How to properly shutdown an on-premise Imply Druid Cluster

Permanently deleted user

Updated April 12, 2019 01:38

There are some instances where you want to do a planned shut down of your on-premise Imply Druid cluster such as network maintenance, operating system updates, or hardware maintenance.

Below are the steps to do so.

Assumptions:

The Imply cluster is running colocated services as the following:

Pre-requisites:

Notify your end users the cluster will be shut down, hence they are aware services being powered by Imply will not be operational.
If you have a streaming ingestion, ensure retention policies for the source systems are longer than the planned downtime.

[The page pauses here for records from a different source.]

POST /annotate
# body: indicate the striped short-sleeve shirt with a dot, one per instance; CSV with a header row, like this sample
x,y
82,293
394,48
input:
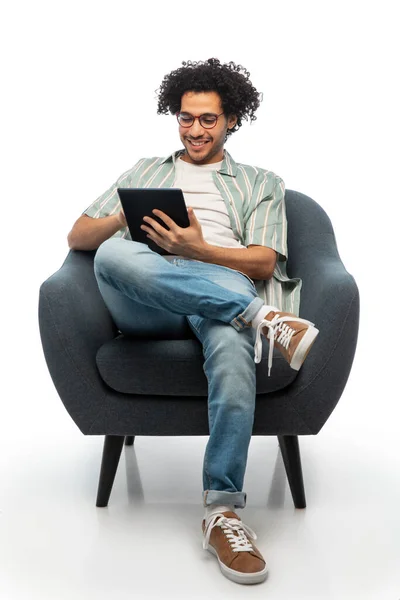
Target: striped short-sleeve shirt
x,y
255,201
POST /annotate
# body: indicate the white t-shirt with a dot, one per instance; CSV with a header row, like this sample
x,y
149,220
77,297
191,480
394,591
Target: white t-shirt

For instance, if you have a downtime window of 4 hours, make sure that the retention policy is at least 8 hours to prevent any gaps in data.
Stop all ingestions jobs.

*NOTE make sure to have a backup of the ingestion spec since you may need to resubmit the ingestion jobs.

Steps

Stop the Query Servers (Broker, Pivot, Router). On the Query Server machine log in as the user running the Imply druid processes. Then run the command bin/service --down. Verify the service is no longer running by executing a ps -ef | grep Imply.
Stop the Data Servers (Middle Manager, Historical) On the Data Server machine log in as the user running the Imply druid processes. Then run the command bin/service --down. Verify the service is no longer running by executing a ps -ef | grep Imply.
Stop the Master Servers (Overlord, Coordinator, Zookeeper). On the Master Server machine log in as the user running the Imply druid processes. Then run the command bin/service --down. Verify the service is no longer running by executing a ps -ef | grep Imply.